The Juniper Tree and Other Blue Rose Stories
by Peter Straub
2010
This collection gathers Blue Rose-related stories that deepen Straub's world of hidden crimes, abuse, and damaged memory. It is an ideal companion for readers who want the side roads as well as the main trilogy.
Series background & context
The Blue Rose books are Peter Straub's strangest blend of crime novel, psychological horror, and long-form literary puzzle. They are usually grouped as Koko, Mystery, and The Throat, with later related stories gathered in The Juniper Tree and Other Blue Rose Stories. That makes them sound neat and tidy. They are not. Straub built this corner of his work as a web, not a straight line, so readers move through repeated names, altered histories, hidden connections, and crimes that seem to echo one another across time.
These books are mysteries, but they do not behave like tidy puzzle boxes.
Koko begins with Vietnam veterans trying to track down a killer they believe is one of their own. On the surface, it looks like a manhunt, stretching from the United States into Southeast Asia. Underneath, it is about memory, war damage, shame, and the way a shared past can warp into myth. Straub keeps the tension high, but he also lets the story wander into the emotional wreckage the men have carried for years. That mix, thriller momentum with deep unease, sets the tone for everything that follows.

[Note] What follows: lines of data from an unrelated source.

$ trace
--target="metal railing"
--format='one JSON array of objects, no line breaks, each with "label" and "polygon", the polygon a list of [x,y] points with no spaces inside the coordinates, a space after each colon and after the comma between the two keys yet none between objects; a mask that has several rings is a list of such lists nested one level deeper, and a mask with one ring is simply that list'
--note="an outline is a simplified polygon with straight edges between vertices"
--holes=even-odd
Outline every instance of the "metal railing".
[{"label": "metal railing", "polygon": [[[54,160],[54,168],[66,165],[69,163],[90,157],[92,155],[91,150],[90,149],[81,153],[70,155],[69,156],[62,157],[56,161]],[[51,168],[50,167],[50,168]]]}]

Mystery shifts shape. Instead of war-haunted adults, it gives us Tom Pasmore, a gifted, damaged young man whose life changes after a near-fatal accident. He falls under the influence of Lamont von Heilitz, an aging detective with an almost mythic aura, and begins to uncover buried corruption, old murders, and family power games. The book feels more like a warped detective novel than a horror story at first, but the same Straub concerns are there: double lives, hidden violence, and the sense that evil is never as local or manageable as people want to believe.
Nothing stays buried for long.
By the time The Throat arrives, the series pulls its threads together through Tim Underhill, one of Straub's most important recurring figures. Tim goes back to his hometown to help investigate murders that seem tied to a much older history of abuse and violence. Tom Pasmore is part of the larger pattern too, and so is the shadow of the Blue Rose crimes themselves. This is where the trilogy feels fullest, because Straub is no longer just solving crimes. He is showing how stories, identities, and traumas keep rewriting each other.
A big part of the appeal is that the ongoing arc is emotional as much as procedural. Straub returns again and again to men trying to understand what they saw, what they did not stop, and what it has cost them to keep living with partial knowledge. The settings matter too, whether it is the humid sprawl of a city, an island society built on old money and secrets, or a Midwestern hometown that turns monstrous when you look too closely. Even when the books move like thrillers, the atmosphere is closer to a waking nightmare.
If you read beyond the three novels, the Blue Rose stories deepen the whole design. Shorter works like those collected in The Juniper Tree and Other Blue Rose Stories widen the world and make clear that Blue Rose is not only a case or a clue. It is a label for a whole zone of Straub's fiction, where serial violence, childhood terror, hypnotic influence, and storytelling itself all get tangled together. If that sounds unsettling, it is. That is the point.